In the introduction to the graphic novel of ‘Zero Hour: Crisis In Time’, artist/writer Dan Jurgens points out the problems of discovering that while giving Oliver Queen his 45th birthday in the ‘Green Arrow’ comic-book, the effect that would have on all the other characters in the DC Universe, who must surely be of a similar age. More so, since after ‘The Crisis On Infinite Earths’ and the Justice Society Of America were now on the only Earth were still young despite the fact that they had to be in their 80s.
I would add to that this would also apply to the original Flash aka Jay Garrett’s wife, Joan, as well. As I’ve covered the problems of ageing in comic-book universes in an article and only came across this 1994 mini-series recently, I was curious to see how this problem was sorted out.
Other than the introduction from Showcase ’94 # 8-9, the rest is from the five-part mini-series itself and with extras showing interior art in the making and covers.
With the story itself, it is Waverider and Hunter in the future who discover something is tampering with the timeline and come to the 21st century to sort it out. Things have already changed. Batgirl is back and there are multiple numbers of Hawkman converging on each other. Members of the Legion Of Super-Heroes are already here, too. It’s inevitable that the Time Trapper raises his head and removes his cowl for an interesting surprise although I’ve begun to realise that he might be more than one person anyway. Not helped by the fact that Hank Hall aka Hawk and now as the more powerful The Extant is ageing people to death. There is a lot of death going on.
Ultimately, without giving away too many spoilers, it becomes a battle between The Extant and Parallax, the ultimate form of Green Lantern Hal Jordan before he ends the DC Universe and brings it back in a form of a reboot. I ended up wondering what happened next and looking up Wikipedia, there were many Zero issue cross-overs even before it got to that stage which surely deserves to have a collective couple volumes to itself as well, more so as many of the characters prove to be ineffective. From the looks of things, there are some selective volumes although I doubt if they’ll change the overall direction.

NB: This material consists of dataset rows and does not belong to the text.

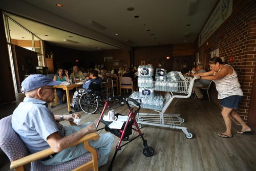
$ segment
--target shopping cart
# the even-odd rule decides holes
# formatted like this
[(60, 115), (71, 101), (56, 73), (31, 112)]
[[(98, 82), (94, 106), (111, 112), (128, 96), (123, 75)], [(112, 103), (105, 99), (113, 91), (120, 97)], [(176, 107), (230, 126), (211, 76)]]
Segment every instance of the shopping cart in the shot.
[[(125, 105), (127, 106), (129, 110), (126, 121), (122, 123), (122, 127), (120, 129), (110, 129), (109, 126), (113, 121), (110, 120), (106, 121), (106, 120), (103, 119), (103, 115), (105, 110), (108, 108), (110, 110)], [(117, 106), (117, 107), (116, 107)], [(152, 147), (147, 145), (147, 140), (144, 139), (143, 134), (140, 131), (136, 119), (136, 115), (139, 112), (140, 109), (140, 105), (139, 103), (132, 98), (125, 98), (123, 96), (119, 96), (116, 97), (109, 97), (108, 99), (104, 100), (104, 108), (98, 120), (96, 127), (98, 128), (100, 122), (103, 123), (105, 126), (104, 127), (100, 129), (97, 131), (104, 129), (106, 131), (110, 132), (111, 133), (120, 138), (118, 143), (116, 146), (116, 151), (109, 166), (109, 170), (112, 169), (115, 158), (117, 152), (121, 150), (121, 147), (127, 145), (139, 137), (140, 137), (143, 141), (144, 147), (142, 152), (143, 154), (147, 157), (151, 157), (154, 155), (154, 149)], [(117, 119), (120, 116), (122, 116), (122, 115), (119, 113), (116, 113), (115, 115), (115, 117), (117, 118)], [(130, 139), (129, 136), (132, 134), (132, 130), (137, 132), (138, 135), (135, 137), (132, 137)], [(122, 144), (122, 141), (127, 141), (127, 142)]]
[[(142, 127), (141, 124), (147, 124), (179, 129), (183, 132), (187, 138), (190, 139), (193, 137), (192, 134), (187, 131), (186, 127), (181, 126), (181, 123), (184, 122), (184, 119), (181, 118), (180, 115), (165, 113), (175, 98), (187, 98), (190, 97), (194, 81), (200, 78), (199, 77), (193, 78), (183, 76), (181, 78), (181, 81), (154, 82), (153, 89), (155, 91), (166, 92), (163, 97), (147, 99), (136, 98), (137, 101), (141, 104), (141, 108), (153, 110), (157, 112), (156, 114), (138, 113), (137, 119), (140, 128)], [(133, 95), (130, 97), (133, 98)]]

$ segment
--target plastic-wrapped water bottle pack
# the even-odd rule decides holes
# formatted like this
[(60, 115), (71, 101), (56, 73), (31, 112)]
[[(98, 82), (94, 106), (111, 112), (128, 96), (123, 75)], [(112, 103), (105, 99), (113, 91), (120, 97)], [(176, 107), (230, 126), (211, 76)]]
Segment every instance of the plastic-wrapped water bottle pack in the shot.
[(150, 77), (138, 77), (138, 86), (139, 87), (153, 87), (153, 78)]
[(157, 80), (155, 90), (162, 92), (177, 92), (180, 86), (178, 81), (172, 80)]
[(174, 81), (180, 81), (180, 77), (177, 71), (170, 71), (167, 73), (167, 79)]
[[(139, 102), (140, 106), (142, 108), (156, 110), (161, 110), (163, 109), (164, 98), (163, 96), (160, 95), (156, 95), (154, 96), (154, 97), (148, 97), (147, 96), (141, 97), (140, 96), (139, 92), (134, 92), (129, 97), (133, 98)], [(135, 105), (132, 103), (131, 104)]]
[(156, 80), (166, 79), (166, 70), (163, 68), (157, 68), (155, 78)]

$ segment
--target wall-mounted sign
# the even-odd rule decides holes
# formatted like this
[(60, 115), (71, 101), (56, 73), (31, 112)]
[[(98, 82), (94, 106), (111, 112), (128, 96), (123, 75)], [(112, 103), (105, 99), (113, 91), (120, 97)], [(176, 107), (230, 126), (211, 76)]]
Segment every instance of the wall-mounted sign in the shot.
[(219, 4), (199, 34), (199, 38), (198, 39), (199, 47), (231, 15), (232, 7), (232, 0), (220, 0)]

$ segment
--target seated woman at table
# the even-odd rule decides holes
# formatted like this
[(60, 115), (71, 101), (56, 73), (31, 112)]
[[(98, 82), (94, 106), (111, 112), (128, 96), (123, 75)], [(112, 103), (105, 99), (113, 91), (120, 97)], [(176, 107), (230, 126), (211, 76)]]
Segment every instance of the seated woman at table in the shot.
[[(69, 81), (69, 72), (65, 70), (65, 73), (63, 73), (63, 68), (60, 68), (57, 70), (56, 75), (54, 75), (53, 77), (53, 80), (54, 81)], [(60, 104), (63, 104), (65, 103), (65, 102), (63, 101), (62, 97), (63, 95), (65, 94), (66, 91), (63, 90), (62, 89), (56, 89), (56, 91), (57, 92), (57, 95), (58, 96), (58, 98), (59, 100), (59, 103)]]
[[(79, 80), (80, 78), (82, 78), (82, 79), (84, 80), (86, 77), (82, 72), (79, 71), (78, 67), (75, 66), (73, 67), (73, 72), (70, 74), (70, 78), (71, 78), (72, 81), (74, 81), (75, 78), (77, 80)], [(79, 81), (78, 81), (78, 82)]]
[(123, 75), (123, 68), (122, 67), (119, 68), (119, 70), (118, 71), (118, 75)]

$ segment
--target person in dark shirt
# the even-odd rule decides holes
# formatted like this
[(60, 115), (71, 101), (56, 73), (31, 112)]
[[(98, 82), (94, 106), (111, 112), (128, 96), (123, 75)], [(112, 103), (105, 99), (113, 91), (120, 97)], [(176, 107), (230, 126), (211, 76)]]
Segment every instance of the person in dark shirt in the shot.
[(132, 80), (133, 80), (134, 78), (134, 73), (130, 68), (127, 68), (125, 73), (123, 75), (123, 77), (131, 77), (132, 78)]

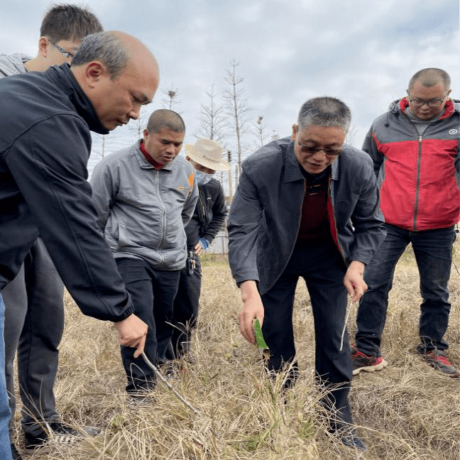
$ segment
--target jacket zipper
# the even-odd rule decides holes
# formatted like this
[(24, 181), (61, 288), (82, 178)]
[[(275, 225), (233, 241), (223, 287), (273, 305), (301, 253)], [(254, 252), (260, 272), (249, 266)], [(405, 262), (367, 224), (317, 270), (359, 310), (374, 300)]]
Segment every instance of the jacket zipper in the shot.
[(161, 195), (160, 194), (160, 171), (158, 170), (155, 170), (155, 180), (156, 180), (156, 189), (157, 189), (157, 196), (158, 197), (158, 200), (161, 203), (161, 207), (162, 207), (162, 216), (161, 216), (161, 221), (163, 224), (163, 229), (161, 232), (161, 241), (160, 242), (160, 245), (158, 247), (158, 254), (160, 255), (160, 263), (163, 263), (165, 261), (165, 258), (163, 257), (163, 252), (161, 251), (161, 248), (163, 248), (163, 244), (165, 241), (165, 234), (166, 231), (166, 208), (165, 207), (165, 204), (163, 202), (163, 199), (161, 199), (160, 197)]
[(414, 231), (417, 231), (417, 214), (418, 214), (419, 189), (420, 187), (420, 168), (422, 163), (422, 136), (419, 136), (419, 154), (417, 160), (417, 185), (415, 186), (415, 203), (414, 204)]
[(346, 261), (344, 257), (344, 251), (342, 251), (342, 248), (340, 246), (340, 241), (339, 241), (339, 232), (337, 231), (337, 226), (336, 224), (336, 221), (335, 221), (335, 209), (334, 209), (334, 203), (332, 202), (332, 177), (329, 177), (329, 183), (328, 193), (327, 193), (327, 209), (329, 210), (330, 206), (331, 212), (329, 213), (328, 212), (327, 214), (331, 214), (330, 216), (329, 216), (329, 219), (332, 219), (332, 224), (334, 224), (334, 227), (332, 227), (329, 222), (329, 229), (332, 231), (332, 229), (334, 229), (334, 231), (335, 233), (334, 234), (332, 235), (332, 239), (334, 240), (334, 243), (337, 246), (337, 249), (339, 249), (339, 252), (340, 253), (340, 256), (342, 258), (342, 261), (344, 261), (344, 263), (345, 264), (345, 266), (346, 266)]

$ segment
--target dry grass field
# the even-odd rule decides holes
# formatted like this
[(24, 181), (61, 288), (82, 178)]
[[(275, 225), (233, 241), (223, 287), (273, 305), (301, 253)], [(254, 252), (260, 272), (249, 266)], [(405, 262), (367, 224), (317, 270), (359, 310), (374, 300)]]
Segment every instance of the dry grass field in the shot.
[[(456, 243), (456, 248), (458, 243)], [(457, 266), (459, 255), (455, 255)], [(301, 376), (285, 401), (280, 382), (269, 381), (258, 351), (240, 335), (239, 292), (226, 261), (206, 256), (196, 362), (172, 384), (195, 415), (158, 383), (150, 403), (130, 409), (116, 335), (109, 324), (84, 317), (67, 296), (66, 329), (56, 383), (66, 422), (100, 427), (94, 438), (70, 446), (50, 443), (33, 460), (458, 460), (459, 379), (439, 374), (415, 353), (417, 343), (418, 276), (410, 251), (397, 268), (384, 332), (388, 367), (361, 373), (351, 401), (363, 454), (325, 432), (313, 385), (314, 334), (307, 291), (300, 284), (294, 323)], [(451, 361), (460, 363), (460, 275), (452, 267), (452, 310), (446, 338)], [(349, 319), (354, 331), (356, 305)], [(18, 417), (18, 415), (16, 415)], [(18, 439), (19, 447), (22, 446)]]

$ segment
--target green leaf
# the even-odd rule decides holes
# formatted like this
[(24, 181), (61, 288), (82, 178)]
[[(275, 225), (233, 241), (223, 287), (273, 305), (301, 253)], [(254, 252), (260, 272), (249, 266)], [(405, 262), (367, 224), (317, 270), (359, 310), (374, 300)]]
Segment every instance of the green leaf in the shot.
[(261, 328), (261, 322), (255, 318), (253, 320), (253, 329), (254, 329), (254, 336), (256, 336), (256, 341), (259, 348), (266, 350), (268, 349), (267, 344), (265, 343), (263, 335), (262, 334), (262, 329)]

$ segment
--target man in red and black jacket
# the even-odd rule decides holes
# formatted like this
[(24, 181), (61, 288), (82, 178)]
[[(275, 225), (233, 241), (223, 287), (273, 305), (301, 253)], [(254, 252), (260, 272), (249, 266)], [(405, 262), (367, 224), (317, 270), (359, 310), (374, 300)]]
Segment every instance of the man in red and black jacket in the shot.
[(417, 72), (407, 96), (372, 124), (363, 150), (372, 158), (387, 236), (365, 270), (368, 290), (356, 317), (354, 374), (380, 371), (380, 339), (395, 266), (412, 243), (423, 302), (417, 352), (451, 377), (447, 359), (454, 226), (459, 221), (459, 104), (449, 99), (450, 77), (441, 69)]

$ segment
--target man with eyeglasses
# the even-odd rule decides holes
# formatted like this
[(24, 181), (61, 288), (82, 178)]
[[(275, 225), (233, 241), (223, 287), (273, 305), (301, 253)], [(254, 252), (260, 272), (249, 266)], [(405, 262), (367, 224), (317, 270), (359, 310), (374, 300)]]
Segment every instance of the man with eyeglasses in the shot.
[(407, 95), (372, 124), (363, 150), (371, 157), (380, 187), (387, 236), (364, 273), (368, 289), (356, 317), (354, 374), (380, 371), (388, 292), (395, 267), (412, 244), (420, 277), (417, 353), (454, 378), (447, 361), (450, 303), (447, 283), (459, 221), (459, 104), (449, 98), (450, 77), (441, 69), (417, 72)]
[[(87, 9), (60, 4), (45, 15), (40, 29), (38, 53), (0, 54), (0, 77), (26, 72), (44, 72), (50, 66), (72, 62), (82, 40), (101, 32), (97, 18)], [(59, 421), (53, 386), (58, 371), (58, 347), (64, 329), (64, 285), (43, 241), (31, 248), (19, 273), (1, 292), (5, 302), (5, 372), (11, 417), (12, 441), (16, 409), (14, 358), (17, 351), (19, 391), (23, 402), (22, 427), (27, 448), (36, 447), (48, 437), (43, 422), (55, 434), (78, 432)], [(11, 442), (14, 459), (21, 456)]]
[(317, 383), (329, 429), (364, 449), (348, 400), (352, 363), (345, 327), (347, 293), (366, 289), (364, 265), (385, 236), (372, 162), (344, 143), (349, 109), (339, 99), (305, 102), (290, 137), (262, 147), (242, 165), (229, 218), (229, 261), (241, 289), (240, 330), (255, 344), (258, 318), (270, 349), (268, 368), (298, 376), (292, 307), (305, 280), (314, 320)]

I often thought the original ‘Crisis On Infinite Earths’ trying to sort out the multiple Earths was going to create more problems and came away from ‘Zero Hour’ with the thought that those who caught on after that mini-series is going to see a similar problem in seeing all the continuity that they might have liked be wiped with a stroke even more damaging.
In many respects, the more recent ‘52’ appears to resolve these issues into alternative realities, so presumably ‘Zero Hour’ must be considered one of those realities now. That’s the problem when you have comic book characters outliving their creators and fans by several decades, you have to take their relative ages as a given and freezes when they reach adulthood.
I doubt if the ageing of comic-book characters will ever be resolved successfully. Soon as you introduce children who grow up into the mix, all the adult characters must age 20 years unless you introduce time travel or other dimensions where they grow up.
(pub: DC Comics, 2018. 200 page graphic novel hardback. Price: I pulled my copy for about £10.99 (UK). ISBN: 978-1-4012-7851-9)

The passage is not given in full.